Trotz des wiederholten und hochrangigen EU-Einsatzes und beträchtlicher finanzieller Hilfe zur Abdeckung der Bedürfnisse von Migranten und Flüchtlingen und zur Stärkung des Grenz- und Asylmanagements konnten die Behörden des Landes keine wirksame Verwaltung der Aufnahmekapazitäten und kein funktionierendes Asylsystem gewährleisten.
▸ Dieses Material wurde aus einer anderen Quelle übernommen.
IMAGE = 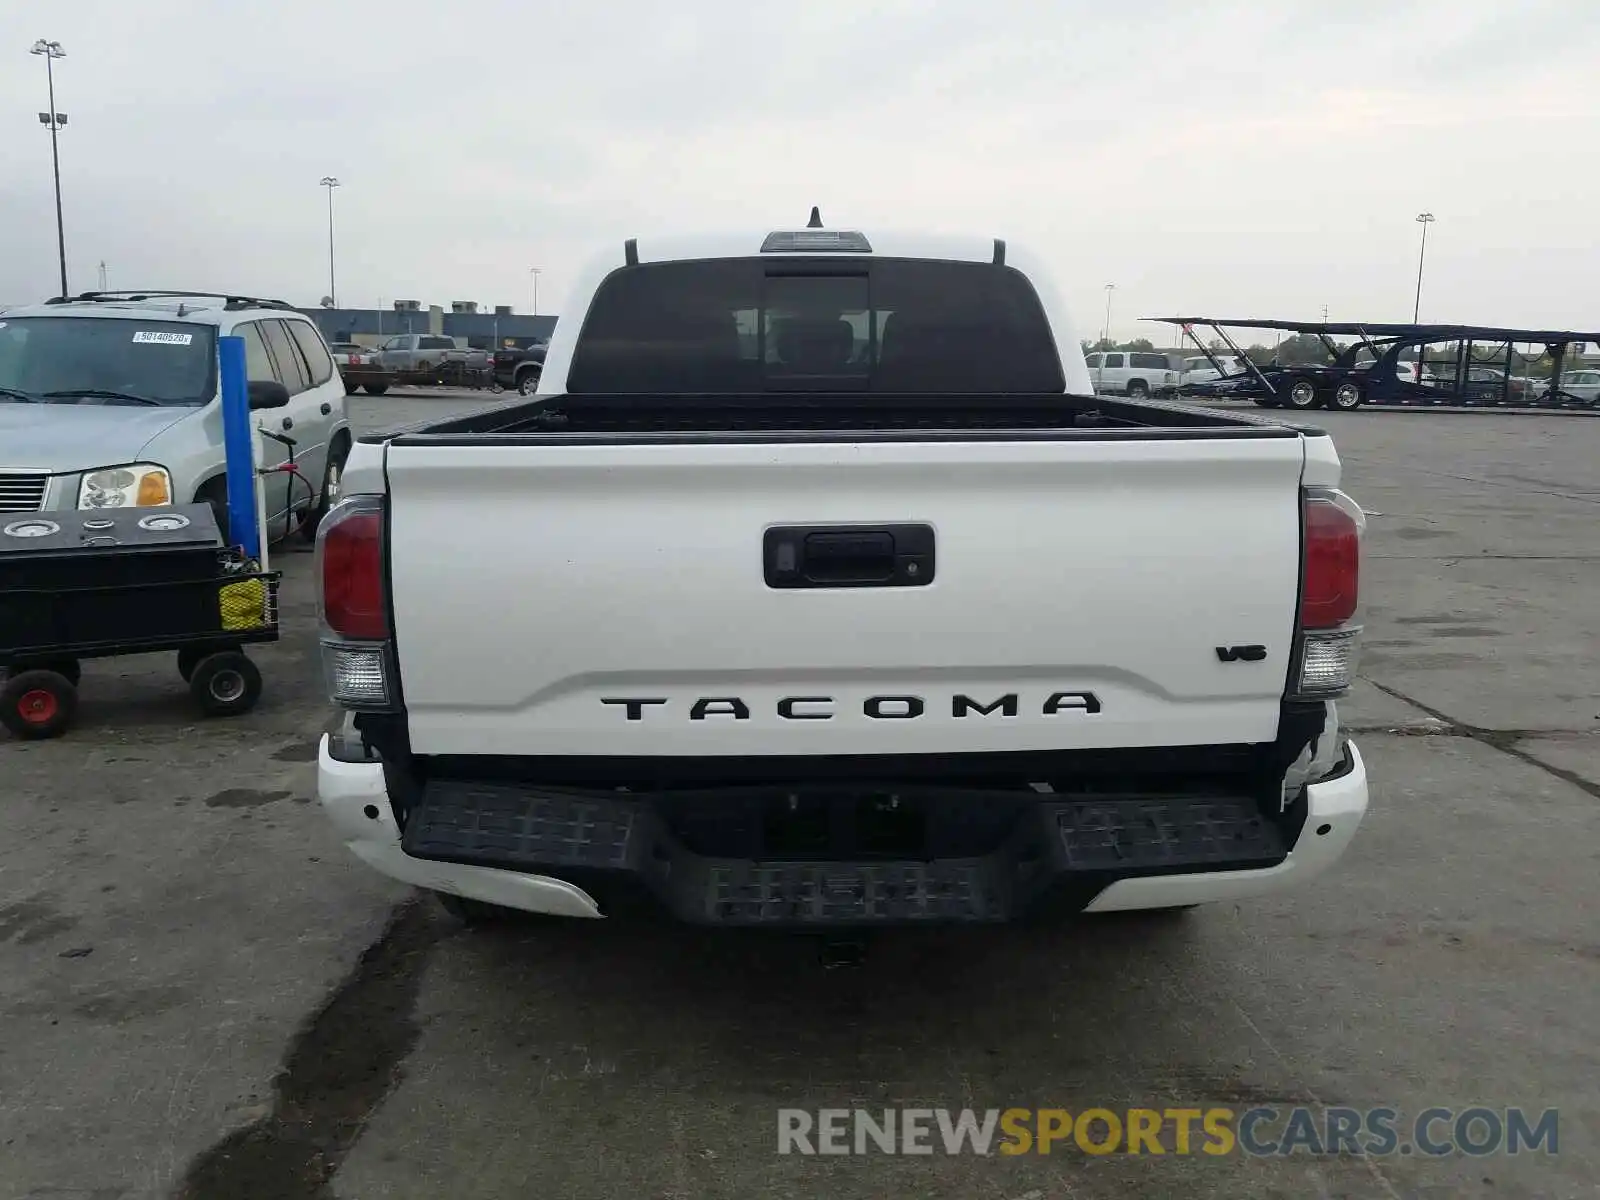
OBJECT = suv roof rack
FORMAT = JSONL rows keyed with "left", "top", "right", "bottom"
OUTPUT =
{"left": 43, "top": 290, "right": 299, "bottom": 312}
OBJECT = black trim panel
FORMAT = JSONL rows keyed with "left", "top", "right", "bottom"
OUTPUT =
{"left": 384, "top": 426, "right": 1302, "bottom": 447}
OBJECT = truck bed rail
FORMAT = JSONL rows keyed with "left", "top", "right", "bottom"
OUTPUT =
{"left": 371, "top": 392, "right": 1317, "bottom": 445}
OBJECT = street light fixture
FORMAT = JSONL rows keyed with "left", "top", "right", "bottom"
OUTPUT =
{"left": 30, "top": 38, "right": 69, "bottom": 297}
{"left": 529, "top": 267, "right": 542, "bottom": 317}
{"left": 1413, "top": 212, "right": 1435, "bottom": 323}
{"left": 320, "top": 177, "right": 341, "bottom": 308}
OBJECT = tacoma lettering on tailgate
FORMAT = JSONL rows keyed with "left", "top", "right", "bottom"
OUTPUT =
{"left": 599, "top": 693, "right": 1103, "bottom": 722}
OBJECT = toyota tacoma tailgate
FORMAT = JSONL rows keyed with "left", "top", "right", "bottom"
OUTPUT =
{"left": 381, "top": 431, "right": 1308, "bottom": 757}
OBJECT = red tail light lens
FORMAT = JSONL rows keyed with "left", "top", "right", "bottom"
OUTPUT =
{"left": 1301, "top": 494, "right": 1361, "bottom": 628}
{"left": 316, "top": 496, "right": 388, "bottom": 639}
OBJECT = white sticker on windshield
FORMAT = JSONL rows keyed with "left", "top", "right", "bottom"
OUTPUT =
{"left": 132, "top": 331, "right": 193, "bottom": 345}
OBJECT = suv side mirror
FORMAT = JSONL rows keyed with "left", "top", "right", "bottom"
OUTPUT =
{"left": 248, "top": 380, "right": 291, "bottom": 410}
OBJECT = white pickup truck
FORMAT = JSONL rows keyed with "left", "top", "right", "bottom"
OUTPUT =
{"left": 314, "top": 219, "right": 1370, "bottom": 930}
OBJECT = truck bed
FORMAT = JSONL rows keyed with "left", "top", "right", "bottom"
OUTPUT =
{"left": 371, "top": 391, "right": 1317, "bottom": 444}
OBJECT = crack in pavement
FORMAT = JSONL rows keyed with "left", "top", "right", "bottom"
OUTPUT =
{"left": 1401, "top": 463, "right": 1600, "bottom": 507}
{"left": 1369, "top": 560, "right": 1600, "bottom": 569}
{"left": 1362, "top": 677, "right": 1600, "bottom": 801}
{"left": 171, "top": 897, "right": 445, "bottom": 1200}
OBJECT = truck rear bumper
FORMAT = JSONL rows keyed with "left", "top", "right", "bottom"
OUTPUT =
{"left": 316, "top": 737, "right": 1368, "bottom": 926}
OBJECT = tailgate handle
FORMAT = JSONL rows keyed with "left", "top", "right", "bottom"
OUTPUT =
{"left": 764, "top": 524, "right": 935, "bottom": 589}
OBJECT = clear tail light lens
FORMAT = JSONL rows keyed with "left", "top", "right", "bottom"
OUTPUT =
{"left": 1293, "top": 488, "right": 1365, "bottom": 698}
{"left": 315, "top": 494, "right": 396, "bottom": 710}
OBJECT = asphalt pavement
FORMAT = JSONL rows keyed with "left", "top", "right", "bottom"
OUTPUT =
{"left": 2, "top": 396, "right": 1596, "bottom": 1200}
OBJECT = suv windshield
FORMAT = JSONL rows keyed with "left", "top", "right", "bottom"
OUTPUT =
{"left": 566, "top": 257, "right": 1066, "bottom": 393}
{"left": 0, "top": 316, "right": 218, "bottom": 405}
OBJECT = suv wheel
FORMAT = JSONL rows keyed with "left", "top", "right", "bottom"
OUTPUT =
{"left": 300, "top": 437, "right": 349, "bottom": 540}
{"left": 517, "top": 368, "right": 541, "bottom": 396}
{"left": 1126, "top": 380, "right": 1149, "bottom": 400}
{"left": 199, "top": 480, "right": 230, "bottom": 543}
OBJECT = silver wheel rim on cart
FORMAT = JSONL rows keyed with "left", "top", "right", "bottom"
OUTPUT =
{"left": 209, "top": 669, "right": 248, "bottom": 704}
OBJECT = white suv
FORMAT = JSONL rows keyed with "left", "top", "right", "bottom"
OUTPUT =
{"left": 0, "top": 291, "right": 352, "bottom": 542}
{"left": 1084, "top": 350, "right": 1178, "bottom": 397}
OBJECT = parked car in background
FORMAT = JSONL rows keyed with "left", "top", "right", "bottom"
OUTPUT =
{"left": 0, "top": 291, "right": 350, "bottom": 543}
{"left": 1084, "top": 350, "right": 1178, "bottom": 397}
{"left": 1418, "top": 366, "right": 1540, "bottom": 404}
{"left": 327, "top": 341, "right": 389, "bottom": 396}
{"left": 373, "top": 333, "right": 489, "bottom": 374}
{"left": 1179, "top": 354, "right": 1245, "bottom": 388}
{"left": 1536, "top": 368, "right": 1600, "bottom": 405}
{"left": 491, "top": 340, "right": 548, "bottom": 395}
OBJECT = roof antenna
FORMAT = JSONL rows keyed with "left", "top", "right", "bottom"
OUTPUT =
{"left": 807, "top": 206, "right": 823, "bottom": 229}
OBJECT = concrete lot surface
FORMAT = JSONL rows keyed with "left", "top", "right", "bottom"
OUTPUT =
{"left": 2, "top": 397, "right": 1596, "bottom": 1199}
Ungeachtet der Tatsache, dass sich diese Migranten und Flüchtlinge überwiegend nur in Bosnien und Herzegowina aufhalten, weil sie in unserer Union eine bessere Zukunft anstreben, ist Bosnien und Herzegowina nach internationalen Menschenrechtsinstrumenten verpflichtet, für sie auf seinem Hoheitsgebiet zu sorgen.
„Die EU hat Bosnien und Herzegowina stets dabei unterstützt, die Bedürfnisse von Migranten und Flüchtlingen abzudecken und das Grenz- und Asylmanagement zu stärken.“
Die EU hat Bosnien und Herzegowina dabei stets unterstützt. Seit 2018 hat die EU mehr als 88 Mio. € bereitgestellt, um die unmittelbaren Bedürfnisse von Flüchtlingen, Asylsuchenden und Migranten abzudecken und das Land bei der Stärkung seiner Kapazitäten zum Migrationsmanagement zu unterstützen. Zuletzt hat die Europäische Kommission am 3. Januar humanitäre Hilfe in Höhe von 3,5 Mio. € angekündigt, um Flüchtlingen und Migranten zu helfen, die von der humanitären Katastrophe im Kanton Una Sana betroffen sind.
„Wir müssen sicherstellen, dass Migrantinnen und Migranten, die in der EU Asyl suchen, während des gesamten Antragsverfahrens überall eine angemessene Behandlung und menschenwürdige Lebensbedingungen gewährt werden.“
Wir müssen sicherstellen, dass Migrantinnen und Migranten, die in der EU Asyl suchen, während des gesamten Antragsverfahrens eine angemessene Behandlung und menschenwürdige Lebensbedingungen gewährt werden. Diese Forderung gilt überall in der EU und in unseren Partnerländern. Leider besteht dieses Problem nicht nur in Bosnien und Herzegowina. Das Besondere an diesem Fall ist jedoch, dass vollständig einsatzbereite Kapazitäten zur Verfügung stehen und ungenutzt bleiben. Während wir bereit sind, unsere Partnerländer bei der Verwirklichung dieses Ziels zu unterstützen, müssen sie ihrer eigenen Verantwortung hierfür nachkommen. Als Land, das die Mitgliedschaft in der EU anstrebt, sollten diese Grundsätze in Bosnien und Herzegowina gelten.
„Die derzeitige Krise in Bosnien und Herzegowina erinnert uns daran, dass die Bewältigung der Migration nach Europa nach wie vor eine der komplexesten Fragen ist, mit denen wir konfrontiert sind.“
Allgemeiner betrachtet erinnert uns die derzeitige Krise in Bosnien und Herzegowina daran, dass die globalen Herausforderungen im Zusammenhang mit Migration und die Bewältigung der Migration nach Europa nach wie vor eine der wichtigsten Aufgaben und zugleich eine der komplexesten Fragen sind, mit denen wir konfrontiert sind. Um diese Herausforderung erfolgreich bewältigen zu können, müssen wir unsere gemeinsame Migrations- und Asylpolitik stärken.
Die Dringlichkeit eines neuen Europäischen Migrations- und Asylpakets
Um dieses Ziel zu erreichen, hat die Europäische Kommission im vergangenen September ein neues Migrations- und Asylpaket vorgeschlagen, der derzeit von den EU-Mitgliedstaaten erörtert wird. Es beinhaltet effizientere und schnellere Verfahren, um zu vermeiden, dass Menschen viele Jahre in Ungewissheit verbringen und auf die Bearbeitung ihrer Asylanträge warten. Mit dem Paket soll ein Gleichgewicht zwischen den Grundsätzen der gerechten Aufteilung der Verantwortung und der Solidarität hergestellt werden. Gleichzeitig befasst es sich mit der Zusammenarbeit mit Partnerländern in den Bereichen Migration und legale Einwanderung. Die schnelle Annahme und Umsetzung des Pakets ist von entscheidender Bedeutung, um das Vertrauen zwischen den Mitgliedstaaten und das Vertrauen in die Fähigkeit der Europäischen Union zur Steuerung der Migration wiederherzustellen.